私のブックレビュー3

『歩いて行く二人』

志尾睦子

岸恵子 吉永小百合 世界文化社

大女優ここに君臨す 〜その品位

 いわゆる芸能本と呼ばれる類いには全く手の出ない私ですが、これだけはどうにも気になっていました。日本映画界を代表する女優お二人の対談本。岸恵子さんと吉永小百合さんというお二人の顔合わせが何とも興味をそそり、思わず手に取りました。雑誌の企画で実現したというお二人の初めての対談は2009年の秋横浜で、でした。その別れ際、岸さんが次回の再会を「ぜひ、パリで」とおっしゃたそうで、その言葉を胸に、吉永さんは岸さんへお手紙をしたためたそうです。「是非パリで、横浜の対談の続きをさせて頂きとう存じます。そして雑誌だけでなく、単行本に出来ましたらと願っております。」巻頭に直筆のお手紙が掲載されています。美しくしなやかな文字に、吉永さんの麗しさと熱意が写り、映画女優の気品を今一度知らされた気がしました。

 そうして2回目は2013年の6月にパリで、同年の10月には再び横浜で3回目の対談が行われました。この3回の対談が本には収録されています。女優としての対話から、若き日の恋愛や結婚、といったプライベートな話題や、世界情勢や世界平和についてなど、お二人はとても自由にリラックスして会話されています。岸さんも、吉永さんも大がつく女優である事以外、その人生の軌跡や生活を知る手段はあまりなく、時折流れてくる芸能ニュースでの語り口くらいでしかそれらを知らなかった私には全てが面白く、刺激的でした。

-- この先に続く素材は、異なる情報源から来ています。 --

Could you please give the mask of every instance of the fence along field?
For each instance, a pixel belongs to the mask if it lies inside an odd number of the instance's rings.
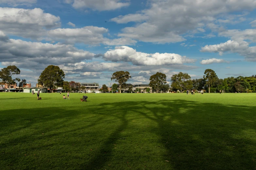
[[[255,93],[63,94],[1,93],[0,169],[256,167]]]

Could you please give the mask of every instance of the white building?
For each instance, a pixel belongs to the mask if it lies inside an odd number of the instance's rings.
[[[27,87],[24,87],[23,89],[23,92],[24,93],[32,93],[32,91],[34,91],[35,93],[37,93],[38,91],[41,89],[41,93],[47,93],[47,89],[48,88],[47,87],[31,87],[28,88]]]
[[[99,84],[97,83],[81,83],[80,84],[81,87],[84,86],[86,88],[85,90],[87,92],[99,91]]]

 映画女優としての始まりは、お二人ともそれを「導かれた」と形容し、それぞれ押しも押されもせぬ大スターであることを自覚して生きておられますが、当然その道筋は全く違い、考え方もそれぞれ違います。この対談本にある大きな魅力は、同調と共鳴で会話が進んで行かないところです。吉永さんは“性格の不一致”という言葉が好きだとおっしゃいます。互いを「即決型の岸さんと、なかなか決められない私」と語ります。そう嬉々として語らう表情が、弾む声が本から聴こえてくるのです。思い立ったら突き進み物事をはっきりもの申すという岸さんの、語る言葉のテンポや語気の強弱までが聴こえて来てしまうのです。本の中でさえ、彼女たちの姿形は踊り活き活きと、生命力を放つのです。

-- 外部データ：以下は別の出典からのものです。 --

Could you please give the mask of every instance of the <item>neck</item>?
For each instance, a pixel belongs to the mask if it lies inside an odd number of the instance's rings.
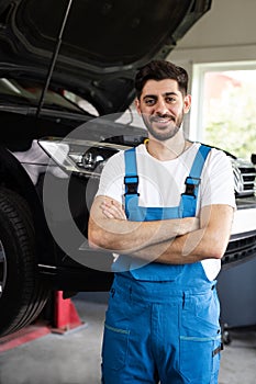
[[[147,142],[147,151],[160,161],[168,161],[182,155],[187,148],[187,144],[183,134],[177,134],[175,137],[165,142],[159,142],[154,137],[149,137]]]

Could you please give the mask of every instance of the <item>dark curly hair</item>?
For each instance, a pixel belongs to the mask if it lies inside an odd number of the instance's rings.
[[[172,79],[178,82],[180,92],[186,95],[188,91],[188,74],[187,71],[167,60],[152,60],[145,66],[138,68],[135,77],[134,86],[136,95],[140,99],[142,90],[147,80]]]

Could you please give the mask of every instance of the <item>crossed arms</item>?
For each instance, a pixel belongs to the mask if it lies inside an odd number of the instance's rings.
[[[225,252],[233,207],[214,204],[202,207],[200,218],[185,217],[153,222],[130,222],[122,205],[97,196],[89,219],[92,248],[170,264],[221,259]]]

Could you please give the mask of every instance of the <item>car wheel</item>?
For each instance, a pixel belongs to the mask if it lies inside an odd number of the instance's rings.
[[[0,188],[0,335],[32,323],[47,297],[37,272],[29,205],[18,193]]]

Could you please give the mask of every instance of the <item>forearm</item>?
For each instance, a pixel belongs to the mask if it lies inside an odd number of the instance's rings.
[[[101,218],[98,223],[91,218],[89,241],[91,246],[118,253],[134,253],[166,240],[171,241],[175,237],[193,230],[197,225],[197,221],[190,217],[154,222]]]
[[[226,248],[227,241],[222,241],[222,247],[204,236],[204,229],[194,230],[191,234],[176,237],[133,252],[133,256],[148,262],[155,261],[166,264],[188,264],[204,259],[220,259]]]
[[[134,252],[134,257],[167,264],[186,264],[221,259],[230,239],[233,208],[216,205],[203,208],[202,228]]]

 大女優とは斯くも美しく、人間性の豊かな生き物かとうっとりとしてしまいました。願わくは幾度目かの対談をこの手で実現させてみたいと、つい大それた夢を抱いてしまいました。

志尾 睦子(しお むつこ)
群馬県立女子大学在学中にボランティアスタッフとして高崎映画祭の活動に参加。群馬県内初のミニシアター「シネマテークたかさき」の総支配人を務めると同時に、日本を代表する映画祭である高崎映画祭総合プロデューサーとして活躍。